XML is very good for documents and other structured content formats. The problem is people took XML and used that for things that aren’t really documents. That led to a lot of people hating XML for the things it wasn’t good at and thus hating XML even for the things it is good at.
I wish we could find a reasonable middle ground. I’d love to have a job where I work a lot more with XML to be honest!
XML lost because it pretended to be human readable but it’s actually a soup of punctuation, and pretended to be good for machines but is heavy to parse and transmit.
If there was an explanation for why XML lost to the likes of Avro and Thrift I didn’t spot it.
I do think it’s a shame that the only real alternative to JSON is the much more complex yaml, but I’ll take it for most purposes.
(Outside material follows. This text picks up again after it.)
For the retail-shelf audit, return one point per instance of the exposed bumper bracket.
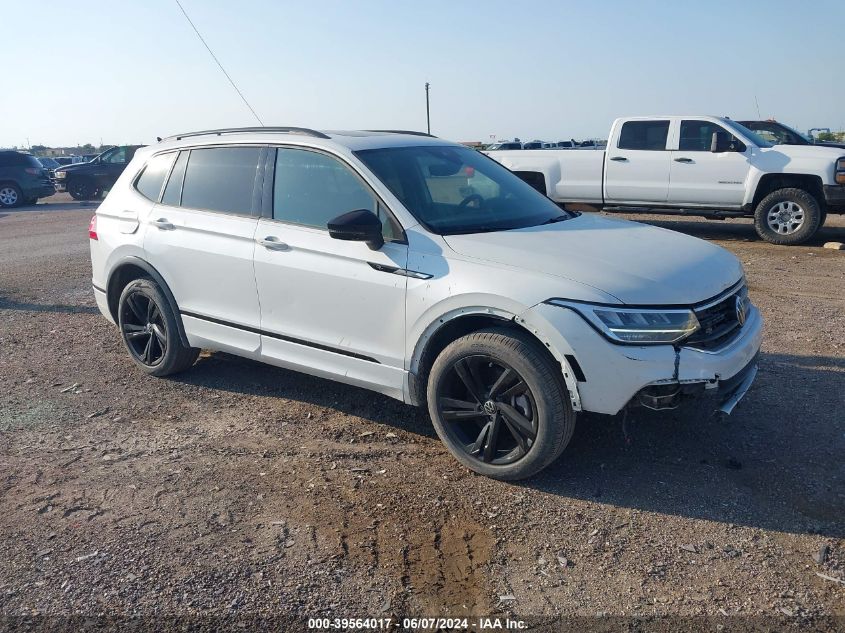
(730, 403)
There’s TOML also which is very good for low-nesting, human authore data
It wasn’t even just that. In the companies I worked, it seemed like nobody other than me understood how to escape things for XML. I couldn’t even convince them to just use the right libraries/functions that auto-escape and parse things properly. They keep deciding they were smart enough to do it by hand. And it always ended up biting them.
JSON, like Javascript (vs C++ or Java) is a lot more forgiving. It either works or it doesn’t, and the values are just strings or numbers. And some people even do the numbers as strings.
And some people even do the numbers as strings
Fun JSON fact of the day: Why does JSON prohibit leading zeroes? Because in some parsers they will become octal!